Using iSCSI With Time MacHine and Super Duper

Sun 21 July 2013 Category: Storage

In the past, as a Mac user, I've used separate external drives for Time Machine backups and Super Duper clones but I'm not happy with that. External hard drives make noise and create clutter.

I'd like to move away all my storage from my living room (or home office) and put it in another room or even closet.

A NAS may help with that but a NAS does not solve all problems. The main problem being the reliability of network-based Time Machine backups. Those NAS devices pretend to be Time Capsules, but there's always the risk that Apple breaks compatibility with a future update.

qnap nas

From my experience, Time Machine backups are only 100% reliable with local attached storage - like external hard drives.

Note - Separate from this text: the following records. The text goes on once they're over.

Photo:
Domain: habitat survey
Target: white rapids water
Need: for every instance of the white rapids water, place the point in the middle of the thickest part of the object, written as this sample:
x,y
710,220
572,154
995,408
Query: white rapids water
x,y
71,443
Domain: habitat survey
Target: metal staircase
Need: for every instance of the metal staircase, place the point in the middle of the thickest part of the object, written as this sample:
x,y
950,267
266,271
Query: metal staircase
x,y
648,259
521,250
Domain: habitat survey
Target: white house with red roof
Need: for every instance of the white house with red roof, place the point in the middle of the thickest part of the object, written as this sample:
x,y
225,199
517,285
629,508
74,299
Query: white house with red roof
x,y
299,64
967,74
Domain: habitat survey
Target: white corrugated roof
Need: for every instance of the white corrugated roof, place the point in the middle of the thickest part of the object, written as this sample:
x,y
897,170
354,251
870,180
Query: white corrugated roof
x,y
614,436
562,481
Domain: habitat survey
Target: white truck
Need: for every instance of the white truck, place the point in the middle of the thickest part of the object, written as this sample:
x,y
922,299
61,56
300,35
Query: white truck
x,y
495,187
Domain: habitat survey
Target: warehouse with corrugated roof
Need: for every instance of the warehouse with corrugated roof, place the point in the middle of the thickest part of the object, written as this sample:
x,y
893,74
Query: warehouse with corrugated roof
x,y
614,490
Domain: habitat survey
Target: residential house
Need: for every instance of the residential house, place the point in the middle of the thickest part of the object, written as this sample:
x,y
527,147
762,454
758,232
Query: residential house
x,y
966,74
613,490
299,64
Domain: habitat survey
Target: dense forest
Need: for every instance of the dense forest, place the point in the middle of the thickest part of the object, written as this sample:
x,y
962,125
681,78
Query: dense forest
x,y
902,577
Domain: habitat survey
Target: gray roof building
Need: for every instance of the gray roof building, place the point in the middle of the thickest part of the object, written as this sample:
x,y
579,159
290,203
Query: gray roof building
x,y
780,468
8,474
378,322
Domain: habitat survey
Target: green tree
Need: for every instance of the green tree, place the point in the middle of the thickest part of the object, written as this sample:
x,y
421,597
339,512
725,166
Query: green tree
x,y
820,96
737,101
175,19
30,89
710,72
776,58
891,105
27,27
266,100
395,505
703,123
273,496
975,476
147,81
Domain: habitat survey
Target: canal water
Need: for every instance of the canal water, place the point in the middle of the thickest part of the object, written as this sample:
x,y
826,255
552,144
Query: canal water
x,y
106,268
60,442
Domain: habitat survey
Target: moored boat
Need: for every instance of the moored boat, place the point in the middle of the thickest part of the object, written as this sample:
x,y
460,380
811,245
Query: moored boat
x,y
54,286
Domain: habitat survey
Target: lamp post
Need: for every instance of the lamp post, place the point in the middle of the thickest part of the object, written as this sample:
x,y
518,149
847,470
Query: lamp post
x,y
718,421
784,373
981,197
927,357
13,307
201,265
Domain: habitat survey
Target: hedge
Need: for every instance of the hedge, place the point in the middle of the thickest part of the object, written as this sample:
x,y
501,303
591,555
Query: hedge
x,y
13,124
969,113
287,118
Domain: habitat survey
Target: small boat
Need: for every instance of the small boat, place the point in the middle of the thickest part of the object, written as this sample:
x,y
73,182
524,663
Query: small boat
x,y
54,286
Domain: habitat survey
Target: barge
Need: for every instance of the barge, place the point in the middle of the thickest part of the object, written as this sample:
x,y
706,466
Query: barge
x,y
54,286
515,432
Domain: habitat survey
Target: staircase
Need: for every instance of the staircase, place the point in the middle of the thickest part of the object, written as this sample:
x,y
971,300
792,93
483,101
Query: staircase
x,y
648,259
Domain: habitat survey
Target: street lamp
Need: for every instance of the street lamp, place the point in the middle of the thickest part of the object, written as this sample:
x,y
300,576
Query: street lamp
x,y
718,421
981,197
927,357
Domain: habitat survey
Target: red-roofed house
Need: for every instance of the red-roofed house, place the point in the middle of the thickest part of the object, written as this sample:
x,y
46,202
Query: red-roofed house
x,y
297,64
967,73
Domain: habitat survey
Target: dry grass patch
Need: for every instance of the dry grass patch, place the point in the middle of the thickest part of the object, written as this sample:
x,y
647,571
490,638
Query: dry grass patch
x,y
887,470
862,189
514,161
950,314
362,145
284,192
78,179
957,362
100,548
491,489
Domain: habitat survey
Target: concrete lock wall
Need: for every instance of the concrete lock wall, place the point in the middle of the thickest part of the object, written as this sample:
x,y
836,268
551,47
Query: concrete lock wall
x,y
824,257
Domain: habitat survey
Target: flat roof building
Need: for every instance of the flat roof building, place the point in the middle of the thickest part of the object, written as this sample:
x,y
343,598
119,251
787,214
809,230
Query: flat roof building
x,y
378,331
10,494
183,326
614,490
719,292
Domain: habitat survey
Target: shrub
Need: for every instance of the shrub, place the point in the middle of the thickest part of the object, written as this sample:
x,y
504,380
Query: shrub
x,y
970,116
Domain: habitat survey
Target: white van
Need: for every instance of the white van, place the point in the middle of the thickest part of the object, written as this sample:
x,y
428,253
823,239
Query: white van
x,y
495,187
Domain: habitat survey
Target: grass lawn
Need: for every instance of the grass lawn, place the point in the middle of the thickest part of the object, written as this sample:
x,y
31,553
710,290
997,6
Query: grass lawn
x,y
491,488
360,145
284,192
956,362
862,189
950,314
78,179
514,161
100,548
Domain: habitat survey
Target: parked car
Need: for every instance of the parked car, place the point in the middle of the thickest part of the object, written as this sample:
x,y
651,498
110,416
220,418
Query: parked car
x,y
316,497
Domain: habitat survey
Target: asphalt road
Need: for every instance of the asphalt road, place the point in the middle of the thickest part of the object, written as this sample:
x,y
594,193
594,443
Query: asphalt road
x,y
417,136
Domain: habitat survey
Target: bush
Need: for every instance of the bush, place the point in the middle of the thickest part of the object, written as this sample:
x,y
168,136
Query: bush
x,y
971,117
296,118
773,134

Now there is a cool technology called iSCSI. It's basically a storage protocol tunneled through your home LAN network instead of a USB / Firewire or Thunderbolt cable. Most NAS devices support iSCSI and allow you to carve out some local NAS storage and present it to your computer through the network as if it was just local storage. Since iSCSI uses your Gigabit network as a transport, you can achieve transfer speeds of around ~110 MB/s easily, which should suit most needs*.

This is very cool, because you can export entire hard drives through the network to your computer. Your computer does not see the difference between an external USB hard drive and a hard drive exported through your NAS to your computer. iSCSI is totally transparent from the perspective of the operating system.

This trick allows you to create bootable Super Duper clones of your boot drive through the network. I would just hook up an external USB drive to my NAS and export it through iSCSI.

In case of an emergency - when your boot drive dies - you can boot from this external hard drive. Just disconnect it from your NAS and hook it up to your Mac.

Because hard drives attached through iSCSI are seen as normal storage, you can also encrypt them with the Apple build-int whole-drive (or whole-partition) encryption.

Now there is one caveat. Mac OS X does not natively support iSCSI, it has no native iSCSI initiator (client). In contrast, Windows 7 does have a very good iSCSI initiator. I think it's a shame, but Mac users must buy an iSCSI initiator from either:

  1. GlobalSAN for $89
  2. Atto for $195

I've only used the GlobalSAN iSCSI initiator and it seems to work fine. I believe that $89 is well worth the money: all your storage tucked away from your home office or living room.

Another caveat is that iSCSI requires reliable networking or otherwise there is a possible risk of data corruption, so I would not advice using iSCSI over a wireless network connection, although it is possible.

For the most popular NAS vendors, I've added some tutorials on how to setup iSCSI.

  1. Synology
  2. QNAP
  3. Thecus

P.S. The GlobalSAN iSCSI initiator does support sleep and hibernate, in contrast to what some tutorials may tell you.